Lectura del santo Evangelio según san Marcos (6, 17-29)
Es que Herodes había mandado prender a Juan y lo había metido en la cárcel encadenado. El motivo era que Herodes se había casado con Herodías, mujer de su hermano Filipo, y Juan le decía que no le era lícito tener a la mujer de su hermano. Herodías aborrecía a Juan y quería matarlo, pero no podía, porque Herodes respetaba a Juan, sabiendo que era un hombre justo y santo, y lo defendía. Al escucharlo quedaba muy perplejo, aunque lo oía con gusto. La ocasión llegó cuando Herodes, por su cumpleaños, dio un banquete a sus magnates, a sus oficiales y a la gente principal de Galilea. La hija de Herodías entró y danzó, gustando mucho a Herodes y a los convidados. El rey le dijo a la joven: «Pídeme lo que quieras, que te lo daré». Y le juró: «Te daré lo que me pidas, aunque sea la mitad de mi reino». Ella salió a preguntarle a su madre: «¿Qué le pido?». La madre le contestó: «La cabeza de Juan el Bautista». Entró ella enseguida, a toda prisa, se acercó al rey y le pidió: «Quiero que ahora mismo me des en una bandeja la cabeza de Juan el Bautista». El rey se puso muy triste; pero por el juramento y los convidados no quiso desairarla. Enseguida le mandó a uno de su guardia que trajese la cabeza de Juan. Fue, lo decapitó en la cárcel, trajo la cabeza en una bandeja y se la entregó a la joven; la joven se la entregó a su madre.
Al enterarse sus discípulos fueron a recoger el cadáver y lo pusieron en un sepulcro.
Quiero que ahora mismo me des en una bandeja la cabeza de Juan el Bautista
La liturgia hace memoria obligada del martirio de Juan el Bautista, la degollación que ha inspirado a tantos artistas plásticos durante tantos siglos.
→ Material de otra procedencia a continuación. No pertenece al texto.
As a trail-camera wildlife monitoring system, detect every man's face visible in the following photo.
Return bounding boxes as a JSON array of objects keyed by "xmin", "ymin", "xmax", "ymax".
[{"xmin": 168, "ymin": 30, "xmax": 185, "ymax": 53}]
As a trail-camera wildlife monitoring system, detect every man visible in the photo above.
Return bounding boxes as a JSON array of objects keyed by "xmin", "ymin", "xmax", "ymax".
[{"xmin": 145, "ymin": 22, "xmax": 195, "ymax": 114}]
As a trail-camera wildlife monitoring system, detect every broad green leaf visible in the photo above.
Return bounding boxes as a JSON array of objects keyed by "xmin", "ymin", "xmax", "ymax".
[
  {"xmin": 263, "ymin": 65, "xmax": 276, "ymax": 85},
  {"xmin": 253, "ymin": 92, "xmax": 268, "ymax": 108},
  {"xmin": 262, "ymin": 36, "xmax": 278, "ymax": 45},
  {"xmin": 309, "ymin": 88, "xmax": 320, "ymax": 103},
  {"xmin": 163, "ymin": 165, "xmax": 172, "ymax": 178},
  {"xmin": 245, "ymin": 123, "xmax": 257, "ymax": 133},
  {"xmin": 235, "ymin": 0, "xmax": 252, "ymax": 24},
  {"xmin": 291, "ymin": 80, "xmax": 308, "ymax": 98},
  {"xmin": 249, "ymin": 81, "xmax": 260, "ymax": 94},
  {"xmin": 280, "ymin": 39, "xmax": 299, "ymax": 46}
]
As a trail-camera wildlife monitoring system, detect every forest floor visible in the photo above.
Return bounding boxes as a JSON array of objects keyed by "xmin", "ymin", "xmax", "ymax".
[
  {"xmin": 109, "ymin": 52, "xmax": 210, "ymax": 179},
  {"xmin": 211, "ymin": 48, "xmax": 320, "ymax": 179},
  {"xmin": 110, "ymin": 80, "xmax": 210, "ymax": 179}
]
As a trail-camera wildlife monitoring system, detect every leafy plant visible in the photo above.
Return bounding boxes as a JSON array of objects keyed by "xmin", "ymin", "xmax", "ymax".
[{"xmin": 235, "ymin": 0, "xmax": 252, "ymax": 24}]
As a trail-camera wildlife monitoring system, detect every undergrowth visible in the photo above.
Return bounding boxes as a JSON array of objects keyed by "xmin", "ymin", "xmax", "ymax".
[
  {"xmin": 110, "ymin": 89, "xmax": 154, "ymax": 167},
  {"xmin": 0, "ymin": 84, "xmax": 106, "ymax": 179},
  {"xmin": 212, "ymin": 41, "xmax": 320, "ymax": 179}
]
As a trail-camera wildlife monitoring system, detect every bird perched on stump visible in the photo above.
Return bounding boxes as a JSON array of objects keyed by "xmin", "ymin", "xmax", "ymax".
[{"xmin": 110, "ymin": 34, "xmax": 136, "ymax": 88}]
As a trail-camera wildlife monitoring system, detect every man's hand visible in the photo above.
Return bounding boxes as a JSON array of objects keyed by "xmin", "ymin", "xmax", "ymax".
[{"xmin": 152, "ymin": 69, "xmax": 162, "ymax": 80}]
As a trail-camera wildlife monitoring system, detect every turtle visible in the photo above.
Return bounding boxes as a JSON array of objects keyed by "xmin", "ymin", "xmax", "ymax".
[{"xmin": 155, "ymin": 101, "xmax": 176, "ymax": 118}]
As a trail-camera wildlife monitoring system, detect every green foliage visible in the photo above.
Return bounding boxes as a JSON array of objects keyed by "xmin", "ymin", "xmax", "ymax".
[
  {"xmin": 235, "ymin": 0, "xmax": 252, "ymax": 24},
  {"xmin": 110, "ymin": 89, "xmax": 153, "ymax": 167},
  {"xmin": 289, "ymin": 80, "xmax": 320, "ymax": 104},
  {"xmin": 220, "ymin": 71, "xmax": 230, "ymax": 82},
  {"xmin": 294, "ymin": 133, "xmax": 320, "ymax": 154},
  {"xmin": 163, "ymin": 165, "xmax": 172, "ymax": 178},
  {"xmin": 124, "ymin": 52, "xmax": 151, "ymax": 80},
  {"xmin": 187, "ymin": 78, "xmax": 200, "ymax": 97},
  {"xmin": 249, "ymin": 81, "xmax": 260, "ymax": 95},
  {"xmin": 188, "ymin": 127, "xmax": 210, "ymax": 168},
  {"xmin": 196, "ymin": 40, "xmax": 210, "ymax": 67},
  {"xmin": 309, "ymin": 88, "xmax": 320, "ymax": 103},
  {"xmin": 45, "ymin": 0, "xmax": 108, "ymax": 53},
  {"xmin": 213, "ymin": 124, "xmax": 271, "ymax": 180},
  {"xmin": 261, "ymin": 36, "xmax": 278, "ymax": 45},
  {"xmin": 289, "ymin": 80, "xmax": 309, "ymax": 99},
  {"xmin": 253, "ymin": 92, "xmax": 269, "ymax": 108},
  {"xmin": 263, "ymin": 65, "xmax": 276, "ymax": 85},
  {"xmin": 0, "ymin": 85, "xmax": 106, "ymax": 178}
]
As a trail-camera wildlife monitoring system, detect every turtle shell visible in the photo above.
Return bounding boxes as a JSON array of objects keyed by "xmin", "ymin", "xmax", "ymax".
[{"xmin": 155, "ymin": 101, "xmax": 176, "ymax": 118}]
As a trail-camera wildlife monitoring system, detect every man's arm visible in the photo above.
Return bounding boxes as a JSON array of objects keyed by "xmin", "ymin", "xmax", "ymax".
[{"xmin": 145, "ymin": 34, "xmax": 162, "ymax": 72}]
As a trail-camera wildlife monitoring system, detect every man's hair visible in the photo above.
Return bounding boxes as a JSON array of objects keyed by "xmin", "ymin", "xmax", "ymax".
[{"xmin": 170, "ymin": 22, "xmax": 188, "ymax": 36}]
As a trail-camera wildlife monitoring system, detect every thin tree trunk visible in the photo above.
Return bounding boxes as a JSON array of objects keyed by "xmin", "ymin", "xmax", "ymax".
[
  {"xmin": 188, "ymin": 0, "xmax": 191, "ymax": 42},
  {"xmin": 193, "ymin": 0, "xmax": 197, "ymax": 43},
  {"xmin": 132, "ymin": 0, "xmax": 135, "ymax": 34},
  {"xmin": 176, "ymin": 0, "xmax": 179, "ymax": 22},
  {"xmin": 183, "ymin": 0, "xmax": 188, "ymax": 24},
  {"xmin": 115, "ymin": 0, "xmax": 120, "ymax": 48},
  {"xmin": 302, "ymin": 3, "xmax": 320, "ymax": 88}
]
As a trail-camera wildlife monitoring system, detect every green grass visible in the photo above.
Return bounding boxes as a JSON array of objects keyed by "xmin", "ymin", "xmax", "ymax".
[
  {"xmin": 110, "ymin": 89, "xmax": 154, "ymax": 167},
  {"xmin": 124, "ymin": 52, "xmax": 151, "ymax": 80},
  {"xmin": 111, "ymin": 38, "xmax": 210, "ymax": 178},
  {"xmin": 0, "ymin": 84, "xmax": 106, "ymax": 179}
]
El relato de Marcos es, necesariamente, sincopado. No abunda en detalles, pero resalta el destino del precursor, el último de los profetas del Antiguo Testamento, martirizado por capricho de una mujer y la palabra empeñada de un gobernante veleidoso. Juan sabía a lo que se exponía cuando señalaba la ilicitud de la relación entre Herodes y su cuñada, pero eso no le arredraba. El profeta sabe a lo que se enfrenta, pero llevar la voz de Dios a los hombres le hace renunciar a sus propias seguridades, a sus propias defensas, para concentrarse en la labor de intermediación para la que ha sido primero llamado y luego enviado. Es el riesgo inherente, asumido, interiorizado por quien presta su voz para que hable Dios a los hombres. En última instancia, es el propio Verbo de Dios el que habla a los hombres compartiendo destino con los profetas pero inaugurando una nueva alianza en la que la resurrección de la carne triunfa sobre la muerte.